Bir araştırma profesörü olmak, doktora öğrencileri için mutlak hedef olarak kabul edilir. Elbette, bunun nasıl onurlu bir şey olduğunu anlamak kolay. Bir insanın hayatını bilim ve keşif umuduyla, bilgiye adaması…

…ve bu imtiyazlı işle, bir şirketin hissedarlarının umursadıkları yerine, önemsediğiniz soruların cevaplarını arama özgürlüğü geliyor…

Ancak, benim akademik dünyanın bilim kariyerlerinin tek hedefi olarak görülmesiyle ilgili problemlerim var.

1940-1950 yılları civarında ABD daha fazla bilim adamı yetiştirmeye başladı. Manhattan Projesi ve Uzay Rekabeti gibi çalışmalar; bilim ve teknolojiye ayırılan ödenekleri arttırdıkça; giderek daha çok bilim insanına ihtiyaç duyulduğu algısı oluştu.

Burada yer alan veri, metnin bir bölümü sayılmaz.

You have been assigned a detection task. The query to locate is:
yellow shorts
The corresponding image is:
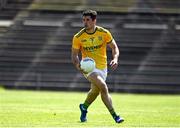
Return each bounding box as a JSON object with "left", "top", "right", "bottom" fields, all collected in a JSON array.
[{"left": 84, "top": 68, "right": 107, "bottom": 81}]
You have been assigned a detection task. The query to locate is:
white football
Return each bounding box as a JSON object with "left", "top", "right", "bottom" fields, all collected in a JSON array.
[{"left": 80, "top": 57, "right": 96, "bottom": 73}]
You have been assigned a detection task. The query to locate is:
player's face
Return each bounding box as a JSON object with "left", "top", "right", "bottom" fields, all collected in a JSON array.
[{"left": 83, "top": 16, "right": 96, "bottom": 30}]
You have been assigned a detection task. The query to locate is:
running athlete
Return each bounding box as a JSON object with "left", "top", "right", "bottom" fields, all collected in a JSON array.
[{"left": 71, "top": 10, "right": 124, "bottom": 123}]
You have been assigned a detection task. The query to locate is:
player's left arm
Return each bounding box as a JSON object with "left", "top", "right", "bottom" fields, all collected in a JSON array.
[{"left": 108, "top": 39, "right": 119, "bottom": 70}]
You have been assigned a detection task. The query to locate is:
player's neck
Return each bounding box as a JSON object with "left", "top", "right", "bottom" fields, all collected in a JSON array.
[{"left": 86, "top": 26, "right": 96, "bottom": 33}]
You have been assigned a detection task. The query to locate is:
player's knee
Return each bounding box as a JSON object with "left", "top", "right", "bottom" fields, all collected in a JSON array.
[{"left": 100, "top": 83, "right": 108, "bottom": 93}]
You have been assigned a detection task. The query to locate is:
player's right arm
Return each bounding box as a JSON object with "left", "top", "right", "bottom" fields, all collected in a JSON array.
[{"left": 71, "top": 48, "right": 81, "bottom": 71}]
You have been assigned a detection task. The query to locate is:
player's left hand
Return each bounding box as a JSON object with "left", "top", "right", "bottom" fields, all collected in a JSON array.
[{"left": 110, "top": 59, "right": 118, "bottom": 71}]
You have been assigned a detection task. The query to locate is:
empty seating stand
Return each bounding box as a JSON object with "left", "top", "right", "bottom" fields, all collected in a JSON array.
[{"left": 0, "top": 0, "right": 180, "bottom": 93}]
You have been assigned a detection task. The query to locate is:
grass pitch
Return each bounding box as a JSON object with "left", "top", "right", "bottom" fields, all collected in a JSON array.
[{"left": 0, "top": 89, "right": 180, "bottom": 128}]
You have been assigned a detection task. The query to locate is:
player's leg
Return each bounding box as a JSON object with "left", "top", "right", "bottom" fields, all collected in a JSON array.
[
  {"left": 84, "top": 84, "right": 100, "bottom": 109},
  {"left": 79, "top": 84, "right": 99, "bottom": 122},
  {"left": 88, "top": 73, "right": 123, "bottom": 123}
]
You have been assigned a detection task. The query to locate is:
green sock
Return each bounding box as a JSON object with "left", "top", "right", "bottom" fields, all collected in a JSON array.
[
  {"left": 83, "top": 101, "right": 90, "bottom": 110},
  {"left": 109, "top": 109, "right": 117, "bottom": 118}
]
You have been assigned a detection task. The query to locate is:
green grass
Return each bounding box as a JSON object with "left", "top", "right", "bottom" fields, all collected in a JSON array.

Bununla beraber, çok sayıda yeni makalenin de dikkat çektiği gibi, nüfustaki bilim insanı sayısı giderek artıyor; ancak uygun fakülte pozisyonu sayısı ancak bir salyangozu imrendirebilecek kadar hızlı artıyor.

Bunun sonucu olarak, fakülte pozisyonları için rekabet giderek şiddetleniyor ve doktoralılar, doktora sonrası pozisyonlarda çoğunlukla on yıldan fazla beklemek durumunda kalıyorlar. Çoğu hiç bir zaman profesörlük alamıyor. Buna rağmen üniversiteler, doktora öğrencilerini özel sektörde mücadele edebilecek şekilde donatmak yerine, geleneksel eğitim sistemini sürdürmeyi tercih ediyorlar. Sonuçta, dış dünyada asla mücadele edemeyecek kişiler yetişiyor.

Peki ne yapılabilir? Öğrencilere eğitim sırasında çeşitli konularda ek kurslar verilebilir. Ancak bunların yanında, tecrübeyi arttırabilmek için iş yerlerinde stajlar yaptırılması gibi pratik imkanları da olmalı.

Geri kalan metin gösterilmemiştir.